Quando solidarizza con l’inquilino che non può rientrare in casa propria perché gliel’ hanno occupata. Quando difende il diritto dei bambini ad avere un padre e una madre, e a non essere separati dalla propria madre biologica. Quando prende le distanze dalle follie del politicamente corretto e della mentalità woke.
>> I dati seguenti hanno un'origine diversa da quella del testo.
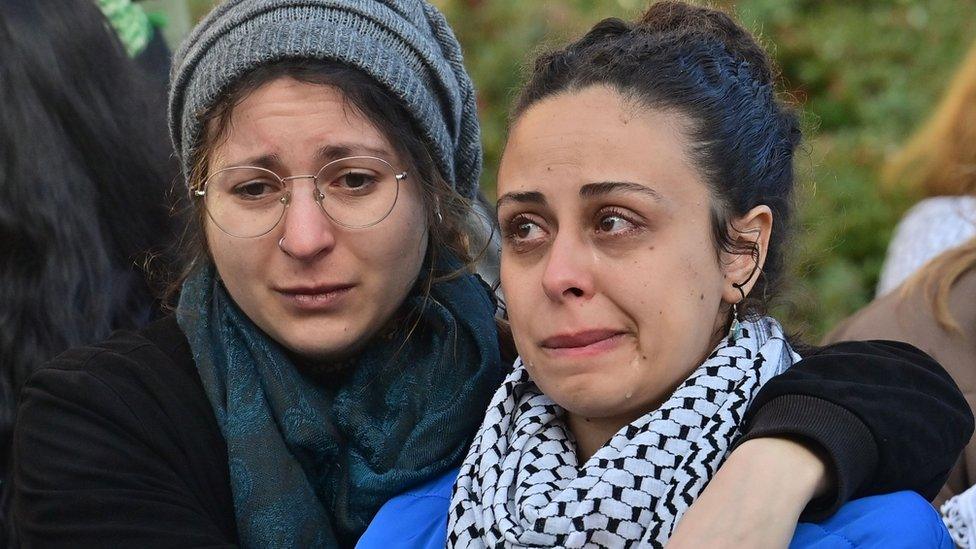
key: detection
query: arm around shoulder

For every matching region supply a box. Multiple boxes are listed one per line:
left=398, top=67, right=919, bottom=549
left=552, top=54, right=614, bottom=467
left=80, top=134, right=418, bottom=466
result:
left=742, top=341, right=973, bottom=518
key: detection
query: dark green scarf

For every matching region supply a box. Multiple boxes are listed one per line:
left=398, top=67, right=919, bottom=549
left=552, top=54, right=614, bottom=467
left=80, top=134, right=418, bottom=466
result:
left=177, top=260, right=504, bottom=547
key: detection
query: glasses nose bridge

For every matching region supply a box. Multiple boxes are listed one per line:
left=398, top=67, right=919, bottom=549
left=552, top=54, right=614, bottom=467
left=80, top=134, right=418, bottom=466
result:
left=276, top=173, right=325, bottom=207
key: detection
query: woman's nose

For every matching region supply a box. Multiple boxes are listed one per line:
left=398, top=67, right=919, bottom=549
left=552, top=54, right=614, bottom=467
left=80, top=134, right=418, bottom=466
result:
left=542, top=233, right=594, bottom=302
left=278, top=177, right=336, bottom=261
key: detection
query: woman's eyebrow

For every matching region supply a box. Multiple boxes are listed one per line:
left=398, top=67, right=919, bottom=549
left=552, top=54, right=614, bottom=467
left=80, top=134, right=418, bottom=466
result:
left=315, top=143, right=393, bottom=162
left=580, top=181, right=664, bottom=202
left=495, top=191, right=546, bottom=210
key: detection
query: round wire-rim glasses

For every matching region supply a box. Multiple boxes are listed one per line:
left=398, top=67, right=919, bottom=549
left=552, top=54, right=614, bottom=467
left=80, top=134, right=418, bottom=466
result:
left=192, top=156, right=407, bottom=238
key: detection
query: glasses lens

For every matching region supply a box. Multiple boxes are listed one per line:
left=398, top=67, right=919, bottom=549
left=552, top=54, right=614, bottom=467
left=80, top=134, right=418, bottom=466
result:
left=316, top=156, right=400, bottom=228
left=206, top=168, right=285, bottom=238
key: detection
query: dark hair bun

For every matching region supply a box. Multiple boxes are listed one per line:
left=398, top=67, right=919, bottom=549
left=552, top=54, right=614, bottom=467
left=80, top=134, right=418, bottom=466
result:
left=637, top=1, right=777, bottom=84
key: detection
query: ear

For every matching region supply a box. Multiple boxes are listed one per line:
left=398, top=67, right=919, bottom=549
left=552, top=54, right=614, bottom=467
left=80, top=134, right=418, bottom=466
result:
left=721, top=205, right=773, bottom=303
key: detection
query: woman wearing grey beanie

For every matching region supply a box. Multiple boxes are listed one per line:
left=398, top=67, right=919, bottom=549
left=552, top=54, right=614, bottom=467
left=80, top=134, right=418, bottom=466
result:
left=3, top=0, right=965, bottom=547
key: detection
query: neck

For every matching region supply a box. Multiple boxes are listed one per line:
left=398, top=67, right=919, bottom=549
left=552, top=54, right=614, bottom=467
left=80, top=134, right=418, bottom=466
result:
left=566, top=411, right=636, bottom=465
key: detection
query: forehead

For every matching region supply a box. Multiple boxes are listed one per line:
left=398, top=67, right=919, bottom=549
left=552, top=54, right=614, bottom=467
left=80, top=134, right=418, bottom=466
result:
left=498, top=86, right=701, bottom=193
left=212, top=77, right=396, bottom=164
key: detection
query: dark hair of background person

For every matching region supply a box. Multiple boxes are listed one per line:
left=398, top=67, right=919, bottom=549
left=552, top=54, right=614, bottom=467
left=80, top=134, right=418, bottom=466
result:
left=0, top=0, right=175, bottom=484
left=511, top=2, right=801, bottom=326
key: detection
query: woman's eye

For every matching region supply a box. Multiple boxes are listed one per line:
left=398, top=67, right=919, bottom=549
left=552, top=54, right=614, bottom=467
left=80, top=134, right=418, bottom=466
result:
left=596, top=212, right=638, bottom=234
left=512, top=221, right=539, bottom=239
left=505, top=216, right=546, bottom=246
left=330, top=172, right=377, bottom=193
left=234, top=179, right=278, bottom=199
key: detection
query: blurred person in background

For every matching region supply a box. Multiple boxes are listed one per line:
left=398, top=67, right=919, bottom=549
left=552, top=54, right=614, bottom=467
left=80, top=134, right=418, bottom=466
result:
left=877, top=42, right=976, bottom=296
left=0, top=0, right=175, bottom=520
left=826, top=36, right=976, bottom=547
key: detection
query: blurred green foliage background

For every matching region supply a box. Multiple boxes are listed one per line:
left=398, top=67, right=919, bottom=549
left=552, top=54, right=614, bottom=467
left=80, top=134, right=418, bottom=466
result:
left=156, top=0, right=976, bottom=342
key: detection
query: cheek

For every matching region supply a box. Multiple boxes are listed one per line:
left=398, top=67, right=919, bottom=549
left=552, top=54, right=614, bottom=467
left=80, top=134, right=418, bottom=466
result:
left=347, top=188, right=428, bottom=284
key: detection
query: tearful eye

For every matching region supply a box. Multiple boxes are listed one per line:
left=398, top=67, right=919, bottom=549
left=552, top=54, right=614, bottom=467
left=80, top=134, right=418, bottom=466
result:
left=234, top=180, right=278, bottom=198
left=502, top=215, right=547, bottom=251
left=600, top=215, right=634, bottom=233
left=333, top=172, right=377, bottom=191
left=512, top=221, right=537, bottom=238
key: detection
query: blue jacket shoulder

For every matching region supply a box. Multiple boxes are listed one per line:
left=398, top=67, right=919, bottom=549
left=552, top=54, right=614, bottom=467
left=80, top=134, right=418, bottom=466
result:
left=356, top=469, right=954, bottom=549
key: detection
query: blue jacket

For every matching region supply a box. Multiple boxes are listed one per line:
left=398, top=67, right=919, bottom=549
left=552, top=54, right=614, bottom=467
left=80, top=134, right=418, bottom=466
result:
left=356, top=469, right=954, bottom=549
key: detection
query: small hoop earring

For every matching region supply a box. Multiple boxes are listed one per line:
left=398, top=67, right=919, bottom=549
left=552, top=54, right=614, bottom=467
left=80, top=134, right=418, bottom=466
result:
left=729, top=300, right=742, bottom=345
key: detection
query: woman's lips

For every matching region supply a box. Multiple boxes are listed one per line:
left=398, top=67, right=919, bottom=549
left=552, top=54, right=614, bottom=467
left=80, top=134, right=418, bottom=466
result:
left=276, top=285, right=353, bottom=311
left=541, top=330, right=626, bottom=357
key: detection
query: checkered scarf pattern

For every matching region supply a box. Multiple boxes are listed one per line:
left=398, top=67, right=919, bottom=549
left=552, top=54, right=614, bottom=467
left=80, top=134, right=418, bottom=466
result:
left=447, top=317, right=799, bottom=548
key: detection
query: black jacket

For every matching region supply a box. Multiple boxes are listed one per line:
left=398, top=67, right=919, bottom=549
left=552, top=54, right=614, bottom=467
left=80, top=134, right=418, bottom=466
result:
left=11, top=318, right=973, bottom=548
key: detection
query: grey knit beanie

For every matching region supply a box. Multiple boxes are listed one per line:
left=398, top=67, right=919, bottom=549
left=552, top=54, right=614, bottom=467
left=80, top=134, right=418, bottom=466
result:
left=169, top=0, right=481, bottom=197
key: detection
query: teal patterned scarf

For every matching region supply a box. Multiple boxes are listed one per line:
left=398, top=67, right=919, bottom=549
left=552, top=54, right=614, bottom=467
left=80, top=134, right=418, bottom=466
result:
left=177, top=260, right=505, bottom=547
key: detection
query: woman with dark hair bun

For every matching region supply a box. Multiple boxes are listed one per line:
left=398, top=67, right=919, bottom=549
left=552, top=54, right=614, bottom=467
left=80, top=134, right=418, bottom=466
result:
left=0, top=0, right=176, bottom=478
left=364, top=2, right=971, bottom=548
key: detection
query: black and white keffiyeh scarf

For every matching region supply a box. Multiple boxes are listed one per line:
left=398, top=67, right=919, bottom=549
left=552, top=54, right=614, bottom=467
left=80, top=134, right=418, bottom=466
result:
left=447, top=317, right=800, bottom=548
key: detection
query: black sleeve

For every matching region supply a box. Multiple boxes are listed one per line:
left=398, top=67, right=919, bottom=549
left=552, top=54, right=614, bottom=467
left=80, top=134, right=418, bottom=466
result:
left=737, top=341, right=973, bottom=520
left=12, top=346, right=236, bottom=547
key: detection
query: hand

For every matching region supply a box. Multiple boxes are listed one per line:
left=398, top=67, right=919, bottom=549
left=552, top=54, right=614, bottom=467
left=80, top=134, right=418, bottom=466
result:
left=668, top=438, right=833, bottom=549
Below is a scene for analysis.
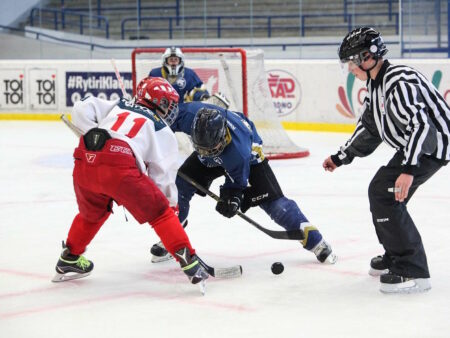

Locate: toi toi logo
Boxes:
[3,74,23,105]
[267,69,302,116]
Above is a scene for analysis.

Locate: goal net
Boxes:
[132,48,309,159]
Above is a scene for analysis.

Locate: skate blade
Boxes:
[323,253,337,265]
[52,272,91,283]
[380,278,431,294]
[152,254,173,263]
[369,268,389,277]
[198,279,206,296]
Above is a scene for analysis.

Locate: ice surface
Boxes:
[0,121,450,338]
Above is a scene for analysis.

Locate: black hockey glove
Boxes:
[216,189,242,218]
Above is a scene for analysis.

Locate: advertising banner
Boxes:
[66,72,133,107]
[0,68,26,111]
[0,59,450,124]
[28,68,58,111]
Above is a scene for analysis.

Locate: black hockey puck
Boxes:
[271,262,284,275]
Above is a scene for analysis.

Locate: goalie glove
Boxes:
[205,92,230,109]
[216,189,242,218]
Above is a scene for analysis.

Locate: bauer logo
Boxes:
[66,72,133,107]
[0,69,25,109]
[267,69,302,116]
[28,69,58,109]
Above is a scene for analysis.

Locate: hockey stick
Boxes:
[61,114,242,278]
[178,171,305,240]
[111,59,131,100]
[197,256,242,278]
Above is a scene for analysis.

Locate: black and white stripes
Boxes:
[338,61,450,167]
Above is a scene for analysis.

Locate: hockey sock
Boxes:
[152,208,195,260]
[66,212,110,256]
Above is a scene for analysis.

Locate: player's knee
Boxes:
[261,197,308,230]
[368,178,388,203]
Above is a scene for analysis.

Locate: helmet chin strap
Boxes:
[358,57,379,73]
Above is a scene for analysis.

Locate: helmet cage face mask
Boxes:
[162,47,184,76]
[191,108,228,157]
[136,77,179,126]
[193,133,227,157]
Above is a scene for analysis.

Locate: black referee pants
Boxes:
[369,152,446,278]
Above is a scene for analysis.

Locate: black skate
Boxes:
[150,242,173,263]
[175,248,209,294]
[369,255,390,277]
[380,271,431,293]
[311,239,337,264]
[52,242,94,282]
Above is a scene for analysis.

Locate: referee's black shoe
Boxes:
[369,255,390,277]
[380,271,431,293]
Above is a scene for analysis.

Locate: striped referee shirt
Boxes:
[331,60,450,173]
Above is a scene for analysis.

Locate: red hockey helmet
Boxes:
[135,76,179,126]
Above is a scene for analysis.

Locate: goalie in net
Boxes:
[150,90,337,264]
[132,48,309,159]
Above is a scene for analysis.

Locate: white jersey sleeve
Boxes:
[72,96,119,134]
[72,97,178,206]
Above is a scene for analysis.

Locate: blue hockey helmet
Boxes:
[162,47,184,76]
[191,107,227,157]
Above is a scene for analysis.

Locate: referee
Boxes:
[323,27,450,293]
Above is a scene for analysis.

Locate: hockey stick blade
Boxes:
[178,171,305,240]
[197,256,242,279]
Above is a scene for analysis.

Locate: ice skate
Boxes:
[380,271,431,293]
[150,242,173,263]
[369,255,389,277]
[175,248,209,294]
[311,240,337,264]
[300,225,337,264]
[52,242,94,282]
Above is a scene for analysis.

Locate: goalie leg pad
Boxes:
[241,159,284,212]
[260,196,308,231]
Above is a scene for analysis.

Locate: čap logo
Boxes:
[267,69,302,116]
[336,70,450,118]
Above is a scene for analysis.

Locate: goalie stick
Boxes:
[61,114,242,278]
[178,171,305,240]
[111,59,131,100]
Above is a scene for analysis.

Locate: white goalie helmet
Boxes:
[162,47,184,76]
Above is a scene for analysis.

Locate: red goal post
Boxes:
[131,48,309,159]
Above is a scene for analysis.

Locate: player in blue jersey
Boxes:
[151,102,337,264]
[149,47,210,103]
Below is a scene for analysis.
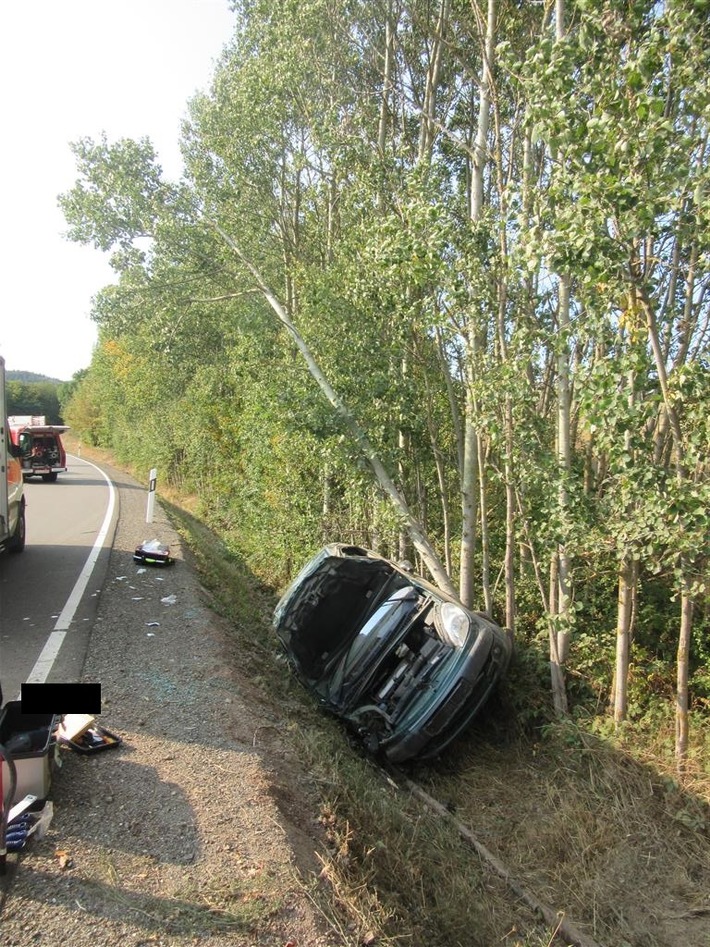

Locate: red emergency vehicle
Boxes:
[9,415,69,483]
[0,358,25,552]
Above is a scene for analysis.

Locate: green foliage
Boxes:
[60,0,710,732]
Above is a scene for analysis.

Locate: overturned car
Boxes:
[274,544,512,763]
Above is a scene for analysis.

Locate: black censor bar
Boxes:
[20,684,101,714]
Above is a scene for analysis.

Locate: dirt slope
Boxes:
[0,471,343,947]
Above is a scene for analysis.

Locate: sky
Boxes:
[0,0,239,381]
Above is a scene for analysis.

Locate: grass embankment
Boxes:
[68,440,710,947]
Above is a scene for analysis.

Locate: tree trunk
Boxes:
[675,563,693,773]
[212,224,456,597]
[614,554,638,727]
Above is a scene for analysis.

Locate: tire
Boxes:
[7,503,26,552]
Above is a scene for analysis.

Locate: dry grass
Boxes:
[67,444,710,947]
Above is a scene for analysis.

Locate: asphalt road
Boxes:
[0,455,118,701]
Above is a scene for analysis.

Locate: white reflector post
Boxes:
[145,467,158,523]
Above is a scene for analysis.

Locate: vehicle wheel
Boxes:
[7,503,25,552]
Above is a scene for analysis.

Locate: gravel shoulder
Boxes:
[0,470,343,947]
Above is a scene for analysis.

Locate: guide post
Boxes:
[145,467,158,523]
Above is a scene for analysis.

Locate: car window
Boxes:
[332,585,419,690]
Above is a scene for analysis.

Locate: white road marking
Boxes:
[21,457,116,684]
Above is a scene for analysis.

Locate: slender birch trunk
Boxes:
[212,224,456,597]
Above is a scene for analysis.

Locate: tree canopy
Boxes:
[60,0,710,759]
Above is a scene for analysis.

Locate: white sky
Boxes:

Quando solidarizza con l’insegnante “sparata” e filmata dagli allievi, o stigmatizza i genitori che si fanno sindacalisti dei figli. Quando denuncia l’iniquità del reddito di cittadinanza se erogato a chi potrebbe lavorare. Quando, alludendo agli influencer come Chiara Ferragni, contrappone chi il made in Italy lo fa (a beneficio di tutti), a chi cinicamente lo sfrutta (a proprio esclusivo vantaggio).  In questi e tanti altri casi, Giorgia Meloni fa anche un discorso morale, che non piace a tanti intellettuali progressisti ma incontra, intercetta, e legittima sentimenti profondamente radicati nella sensibilità popolare, e più in generale nel senso comune.

Finché non prenderà atto di questo, la sinistra avrà ben poche chance di tornare al potere. E alla destra, forse, non occorrerà cimentarsi nella mission impossible di costruirsi una propria egemonia culturale: dopotutto, fra i ceti popolari l’egemonia ce l’ha già. E la chiusura della mente progressista, incapace di vedere quel che di sinistra c’è nella destra, e quel che di destra c’è nei ceti popolari, è – per Giorgia Meloni – la miglior polizza di assicurazione.